Um estudo recente da Similarweb analisou a participação do tráfego da web nas principais plataformas generativas de IA nos últimos 12 meses. Olhando para o uso puro do site, os dados mostram uma redistribuição gradual da atenção. ChatGPT da OpenAI ainda é o maior ponto de entrada, mas não é mais esmagadoramente dominante. A Gemini, apoiada pelo Google, continua a acelerar rapidamente. Grok da xAI ganha impulso constante, enquanto Claude da Anthropic, Copilot da Microsoft, Perplexity, DeepSeek AI e superfícies de IA da Meta mantêm participações menores, mas consistentes. Numa perspectiva superficial, isto reflecte um mercado que se afasta da concentração em direcção à pluralidade, o que é um sinal natural de maturação.

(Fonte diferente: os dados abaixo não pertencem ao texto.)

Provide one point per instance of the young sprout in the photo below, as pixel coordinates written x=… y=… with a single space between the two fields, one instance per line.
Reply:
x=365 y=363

A distribuição, a integração do ecossistema e o posicionamento padrão estão claramente moldando o comportamento do usuário, tanto quanto a qualidade bruta do modelo.
O que este estudo não capta é onde a IA está a ser cada vez mais utilizada.
Esta análise analisa estritamente o tráfego da web voltado para o consumidor. Não leva em conta o uso da API,
Pipelines #RAG, sistemas corporativos internos, assistentes incorporados em produtos ou workflows de agentes executados silenciosamente em segundo plano. Na prática, uma parcela crescente do uso da IA não se parece mais com alguém abrindo um site e conversando. Parece que os sistemas chamam modelos de forma programática, roteando tarefas entre vários modelos e usando LLMs como infraestrutura em vez de destinos. Essa distinção é importante. Uma queda no tráfego visível não implica uma queda na relevância ou na criação de valor. Na verdade, muitas vezes sinaliza que a tecnologia está sendo absorvida por sistemas reais. Quando olho para esses dados, vejo menos uma classificação de vencedores e mais um instantâneo de como a descoberta voltada para o usuário está lentamente dando lugar à adoção industrial, arquitetônica e em nível de produto.